In November 1990 the late Tribune columnist reflected mockingly on Ayers' days as "flaming radical leader" of a fringe group opposed to the Vietnam War and his transition to "useful citizen."
"With all forgiven," Royko wrote, the former radicals "have rejoined society. …
now working for a good cause, improving public education. He's become a leader in the so-called school reform program."
In July 1993, then, the Tribune reported that Royko made nice with Ayers and his wife at a party. "I thought, 'Wow, she's a good-looking chick,' " Royko said about Ayers' wife, Bernardine Dohrn, also a former radical. "Anyway, she was pleasant."

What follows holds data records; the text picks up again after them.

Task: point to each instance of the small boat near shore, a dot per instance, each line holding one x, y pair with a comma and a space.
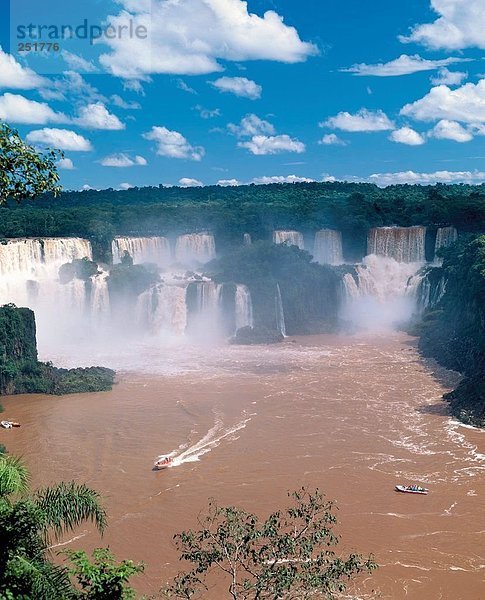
9, 424
411, 489
162, 462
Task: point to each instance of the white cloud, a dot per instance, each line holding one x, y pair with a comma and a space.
65, 164
252, 125
363, 120
14, 76
121, 103
332, 140
207, 113
18, 109
189, 182
411, 177
450, 130
228, 182
408, 136
78, 63
188, 37
173, 144
63, 139
446, 77
122, 161
461, 24
97, 116
465, 104
239, 86
281, 179
404, 65
262, 144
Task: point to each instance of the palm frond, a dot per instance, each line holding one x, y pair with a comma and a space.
43, 580
14, 476
67, 505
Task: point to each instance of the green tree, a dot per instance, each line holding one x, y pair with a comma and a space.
24, 172
28, 521
289, 555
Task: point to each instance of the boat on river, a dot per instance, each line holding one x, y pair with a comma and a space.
411, 489
162, 462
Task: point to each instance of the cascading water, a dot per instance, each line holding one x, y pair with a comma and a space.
291, 238
445, 236
385, 288
280, 314
327, 248
142, 250
404, 244
29, 277
162, 310
195, 248
244, 307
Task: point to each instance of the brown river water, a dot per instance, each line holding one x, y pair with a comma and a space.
353, 416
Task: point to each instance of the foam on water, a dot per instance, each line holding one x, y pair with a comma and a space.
210, 441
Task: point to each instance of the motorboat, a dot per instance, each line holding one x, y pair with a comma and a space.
162, 462
9, 424
411, 489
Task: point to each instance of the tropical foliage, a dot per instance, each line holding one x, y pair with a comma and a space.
288, 555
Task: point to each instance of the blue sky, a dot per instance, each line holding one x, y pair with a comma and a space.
275, 90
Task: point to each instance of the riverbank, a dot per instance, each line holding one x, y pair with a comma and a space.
353, 415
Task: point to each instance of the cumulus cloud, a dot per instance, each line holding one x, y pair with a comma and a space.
262, 144
460, 24
14, 76
97, 116
173, 144
18, 109
122, 161
228, 182
450, 130
190, 37
63, 139
65, 164
446, 77
364, 120
404, 65
239, 86
252, 125
408, 136
465, 104
281, 179
332, 140
189, 182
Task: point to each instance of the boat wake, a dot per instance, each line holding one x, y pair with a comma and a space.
211, 440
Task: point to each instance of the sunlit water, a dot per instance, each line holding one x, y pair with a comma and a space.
351, 415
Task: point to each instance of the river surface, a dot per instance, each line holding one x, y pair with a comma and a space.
353, 416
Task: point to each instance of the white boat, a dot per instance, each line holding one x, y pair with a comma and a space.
411, 489
162, 462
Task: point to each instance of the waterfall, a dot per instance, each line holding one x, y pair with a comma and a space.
280, 315
162, 310
445, 236
142, 250
384, 294
291, 238
404, 244
195, 247
29, 277
244, 307
327, 248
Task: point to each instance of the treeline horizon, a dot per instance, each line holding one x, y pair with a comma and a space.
229, 212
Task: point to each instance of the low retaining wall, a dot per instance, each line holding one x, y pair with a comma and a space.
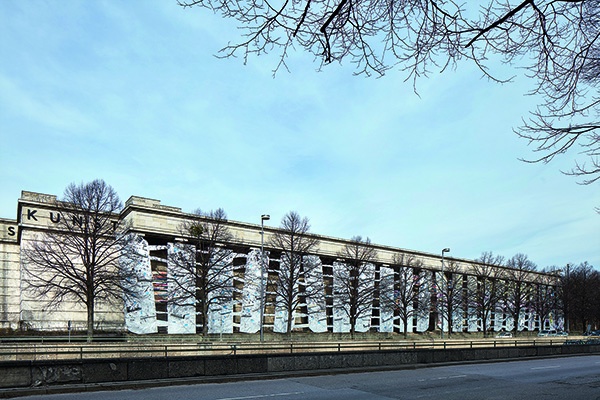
23, 374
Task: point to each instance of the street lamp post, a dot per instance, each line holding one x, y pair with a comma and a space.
566, 299
446, 250
263, 218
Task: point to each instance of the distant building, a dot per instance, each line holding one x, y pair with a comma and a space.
159, 235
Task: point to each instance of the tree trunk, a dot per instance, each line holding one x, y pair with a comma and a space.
90, 320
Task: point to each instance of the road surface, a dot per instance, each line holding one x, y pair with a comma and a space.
570, 378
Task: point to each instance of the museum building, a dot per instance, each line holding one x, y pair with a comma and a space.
158, 231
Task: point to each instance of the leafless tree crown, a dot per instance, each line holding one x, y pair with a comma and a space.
78, 260
556, 42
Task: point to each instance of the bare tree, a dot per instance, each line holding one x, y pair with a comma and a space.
543, 299
484, 299
405, 298
290, 285
203, 269
351, 280
78, 260
517, 288
452, 296
554, 42
584, 286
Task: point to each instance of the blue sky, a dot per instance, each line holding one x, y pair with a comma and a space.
131, 92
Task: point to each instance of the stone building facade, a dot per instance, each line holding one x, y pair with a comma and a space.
158, 233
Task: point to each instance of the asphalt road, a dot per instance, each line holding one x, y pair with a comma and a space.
570, 378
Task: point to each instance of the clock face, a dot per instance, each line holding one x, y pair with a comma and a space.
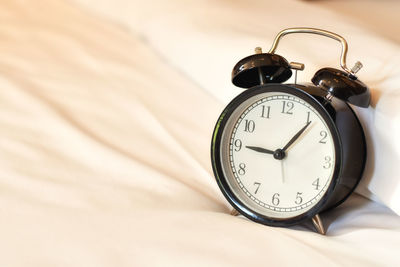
278, 154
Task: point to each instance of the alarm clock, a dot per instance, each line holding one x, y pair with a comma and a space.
284, 153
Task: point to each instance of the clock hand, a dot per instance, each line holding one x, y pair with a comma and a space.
260, 149
294, 138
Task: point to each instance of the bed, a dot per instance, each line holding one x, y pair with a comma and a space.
102, 164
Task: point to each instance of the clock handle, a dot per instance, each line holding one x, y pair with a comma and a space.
317, 222
329, 34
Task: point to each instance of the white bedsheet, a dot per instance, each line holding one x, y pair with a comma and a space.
102, 165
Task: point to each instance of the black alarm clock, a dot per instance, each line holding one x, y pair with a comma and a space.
284, 153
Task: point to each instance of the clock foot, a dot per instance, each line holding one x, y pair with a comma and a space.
234, 212
318, 224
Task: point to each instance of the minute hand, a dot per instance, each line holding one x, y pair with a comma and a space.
294, 138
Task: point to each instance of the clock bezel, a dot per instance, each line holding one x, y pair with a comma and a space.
217, 164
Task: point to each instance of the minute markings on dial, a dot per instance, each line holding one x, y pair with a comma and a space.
256, 136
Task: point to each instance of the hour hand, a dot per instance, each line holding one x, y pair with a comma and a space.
260, 149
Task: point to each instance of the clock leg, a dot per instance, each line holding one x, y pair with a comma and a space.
234, 212
318, 224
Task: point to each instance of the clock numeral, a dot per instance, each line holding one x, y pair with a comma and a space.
328, 162
258, 186
324, 134
287, 107
249, 126
316, 184
238, 144
242, 169
299, 199
265, 111
275, 199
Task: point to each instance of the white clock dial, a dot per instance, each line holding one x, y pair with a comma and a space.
278, 154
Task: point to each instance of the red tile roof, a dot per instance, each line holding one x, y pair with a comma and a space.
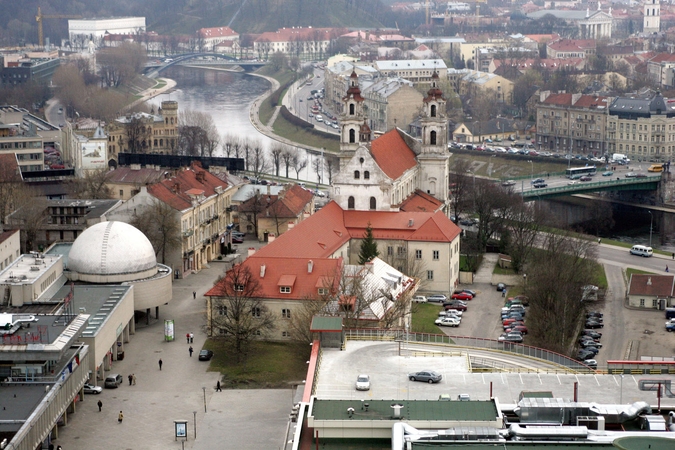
651, 285
175, 191
289, 271
420, 201
392, 153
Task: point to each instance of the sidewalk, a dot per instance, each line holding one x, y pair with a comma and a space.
248, 419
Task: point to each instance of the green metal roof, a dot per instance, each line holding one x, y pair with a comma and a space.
485, 411
326, 324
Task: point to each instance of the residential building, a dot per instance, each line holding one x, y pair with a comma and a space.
153, 133
416, 70
642, 128
380, 175
89, 33
61, 220
572, 123
200, 202
387, 103
496, 130
271, 215
305, 43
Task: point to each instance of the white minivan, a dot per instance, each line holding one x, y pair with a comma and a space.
641, 250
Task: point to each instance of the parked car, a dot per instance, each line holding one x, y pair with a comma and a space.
447, 321
426, 375
592, 324
461, 296
90, 389
363, 382
205, 355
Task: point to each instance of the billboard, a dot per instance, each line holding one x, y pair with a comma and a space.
94, 155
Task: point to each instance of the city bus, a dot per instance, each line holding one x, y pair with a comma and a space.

These are only two of about 60 references to Ayers in the 1990s I found in local news archives available on Nexis. Some of them make reference to his unseemly past—it was no secret—but most do not.
He was publishing books on education, helping lead a charge to get grant money for school reform and being honored as Chicago's Citizen of the Year in 1997.
Today, some say this was an outrage. Ayers should have been shunned and marginalized, loudly criticized, not embraced, by the city's political and academic establishment.
But the record shows he just wasn't a very controversial figure. Aside from Royko's "I still think he's a jerk" column in 1990, I found only two objections to Ayers' civic rehabilitation in the decade's news archives: a 1993 letter to the Tribune and a 1999 guest commentary.